US 12,353,357 B2
	Systems and methods for formatting and reconstructing raw data
Raphael Glon, Guilers (FR); and Gaetan Cottereau, Kersaint-Plabennec (FR)
Assigned to OVH, Roubaix (FR)
Filed by OVH, Roubaix (FR)
Filed on May 5, 2021, as Appl. No. 17/308,159.
Claims priority of application No. 20315273 (EP), filed on May 28, 2020.
Prior Publication US 2021/0374102 A1, Dec. 2, 2021
Int. Cl. G06F 16/17 (2019.01); G06F 16/11 (2019.01)

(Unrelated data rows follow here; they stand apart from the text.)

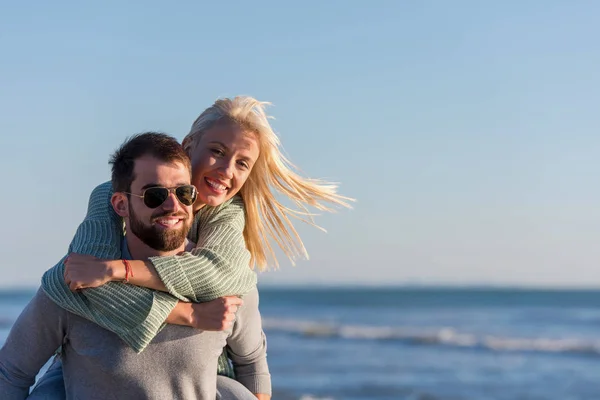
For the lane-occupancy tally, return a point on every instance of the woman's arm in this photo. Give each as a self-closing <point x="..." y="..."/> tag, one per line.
<point x="135" y="314"/>
<point x="219" y="265"/>
<point x="216" y="267"/>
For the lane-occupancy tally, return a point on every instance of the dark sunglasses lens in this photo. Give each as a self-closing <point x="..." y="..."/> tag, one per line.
<point x="154" y="197"/>
<point x="186" y="194"/>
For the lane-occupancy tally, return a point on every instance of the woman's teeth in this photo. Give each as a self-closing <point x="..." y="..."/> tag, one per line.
<point x="215" y="185"/>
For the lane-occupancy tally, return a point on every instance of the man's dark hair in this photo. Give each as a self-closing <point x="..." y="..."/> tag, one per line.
<point x="158" y="145"/>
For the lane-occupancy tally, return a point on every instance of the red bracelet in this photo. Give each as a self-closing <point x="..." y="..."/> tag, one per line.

CPC G06F 16/1727 (2019.01) [G06F 16/122 (2019.01)]

12 Claims

1. A method of formatting raw data, comprising:

accessing the raw data from a storage location on a first data storage device, the raw data containing sparse data segments and non-sparse data segments, the sparse data segments being empty of any data and the non-sparse data segments containing data;

reading the accessed raw data to locate the sparse data segments and the non-sparse data segments;

generating a formatted data stream comprising one or more formatted atomic blocks based on the read raw data, the one or more formatted atomic blocks having a maximum block size defined by a size of a destination device memory and associated with a metadata file, each one of the one or more formatted atomic blocks configured with a format that includes a field indicating a data size of the non-sparse data segments of the raw data, a field containing at least a portion of the non-sparse data segments, and a field containing the metadata file identifying specific beginning and end locations, in which the formatting of the one or more atomic blocks comprises:

when one of the atomic blocks does not exceed the maximum block size:

populate the metadata file of the one of the atomic blocks with offsets identifying a beginning of each of the located sparse data segments and an end of each of the located sparse data segments; and

populate the one of the atomic blocks with a concatenation of at least a portion of a first non-sparse segment of the raw data located before the sparse segment with at least a portion of a second non-sparse data segment of the raw data located after the sparse data segment; and

when one of the atomic blocks exceeds the maximum size:

populate the metadata file of another one of the atomic blocks with offsets indicative of the beginning of the located sparse data segment and the end of the located sparse data segment; and

populate the other one of the atomic blocks with a concatenation of the at least a portion of the first non-sparse data segment of the raw data located before the sparse data segment with the at least a portion of the second non-sparse data segment of the raw data located after the sparse data segment; and

reconstructing the raw data on a second data storage device from the formatted data stream, the second data storage device being distinct from the first data storage device, the reconstructing being based on the metadata file, the reconstructing comprising:

browsing the metadata file; and

iteratively reconstructing the raw data by writing a corresponding data content for each non-sparse data segment identified by the metadata file and executing a command to define a segment of zeros for each sparse data segment identified by the metadata file, wherein the segment of zeros comprises multiple zeros,

wherein one atomic block is streamed from the first data storage device to the second data storage device while the generating of the formatted data stream and the iterative reconstructing of the raw data are being executed in parallel.